For the past few weeks I have been relapsing. I just keep getting knocked down. There are obvious reasons. I’ve been in a state of stress and adrenalin since September: trying to find a job, turning one job down, getting another, trying to find somewhere to live, starting new job, moving house, starting final year of my degree, new job is more physical and the building is very cold. Then because I was feeling stressed and burning more calories than I was eating in my new job my anorexia triggered again and I really wasn’t taking in enough energy for my muscles. All this has resulted in two acute M.E. attacks in the past fortnight. The first was very bad and I couldn’t do anything for days.
I define an acute M.E. attack as painful muscle spasms, cramping and stiffening of muscles (my hands were stuck like twisted claws) and difficulty breathing. After it has passed I am then weak and exhausted, unable to be upright for long, unable to think clearly or do anything much.
Fortunately I have some good friends here, new friends but very kind and caring people. Fortunately I managed to suck it up and ask for help. I hate asking for help. I feel like a terrible burden but my lovely friends reassure me that they want to help me. One friend came and cooked me a huge batch of stew which I’m still living off! My housemate dried and plaited my hair when having a shower nearly caused me to pass out and another brought me tea and a DVD to watch. Alongside them I have many friends who don’t live nearby sending me messages of support too. I feel very lucky.
I properly rested for a few days, trying to ignore the feelings of guilt I had about not going to work.
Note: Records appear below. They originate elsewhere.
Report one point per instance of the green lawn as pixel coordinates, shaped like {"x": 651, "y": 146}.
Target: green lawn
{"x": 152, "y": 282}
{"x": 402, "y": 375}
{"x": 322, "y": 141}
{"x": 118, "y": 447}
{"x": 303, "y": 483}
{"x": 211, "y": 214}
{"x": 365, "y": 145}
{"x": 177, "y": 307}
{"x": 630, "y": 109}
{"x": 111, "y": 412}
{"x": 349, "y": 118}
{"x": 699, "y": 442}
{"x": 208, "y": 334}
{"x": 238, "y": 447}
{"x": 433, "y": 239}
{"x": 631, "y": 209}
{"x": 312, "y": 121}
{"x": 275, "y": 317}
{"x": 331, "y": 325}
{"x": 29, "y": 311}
The following week I managed three days at work in a row before having another acute attack, fortunately not as severe as the last. That was Monday night.
The last time I saw a GP about my M.E. in August, she warned me that I was on a slippery slope and boy was she right. I have slid rather too far down for my comfort and I feel scared, frustrated and angry at myself and at my circumstances. I have also had to take a long hard look at my eating disorder and recognise that I still have a lot of healing to do. Since my first relapse at the beginning of the month I’ve been eating as much as I can, with the help of Tabitha Farrar’s resources and encouragement from my friends. Let me just say this, M.E. is awful; it is painful and exhausting and frustrating but anorexia recovery is absolutely horrendous. Imagine those scenes in sci fi movies when they start burning the monster with flamethrowers and the monster is screaming and writhing and getting really angry. That is my brain right now. Well the anorexic part of my brain. Every time I do something to fight it whether that be telling someone I need help or eating a biscuit or eating to my meal plan even if I’m not hungry it gets sooo angry and screams at me and I have to be strong and ignore it. It is so so hard. Not only that but when you’re in a state of starvation, for someone who has anorexia, this is a nice calm place where all your emotions are numb; so when you start eating large amounts again you feel all your emotions really intensely. Now I have always said that I am not an angry person. Turns out I’ve just been repressing anger REALLY well for years. Either that or, going back to the sci fi movie reference again (yes this is mostly based on Stranger Things), I am just presenting my anorexia’s anger at me killing it.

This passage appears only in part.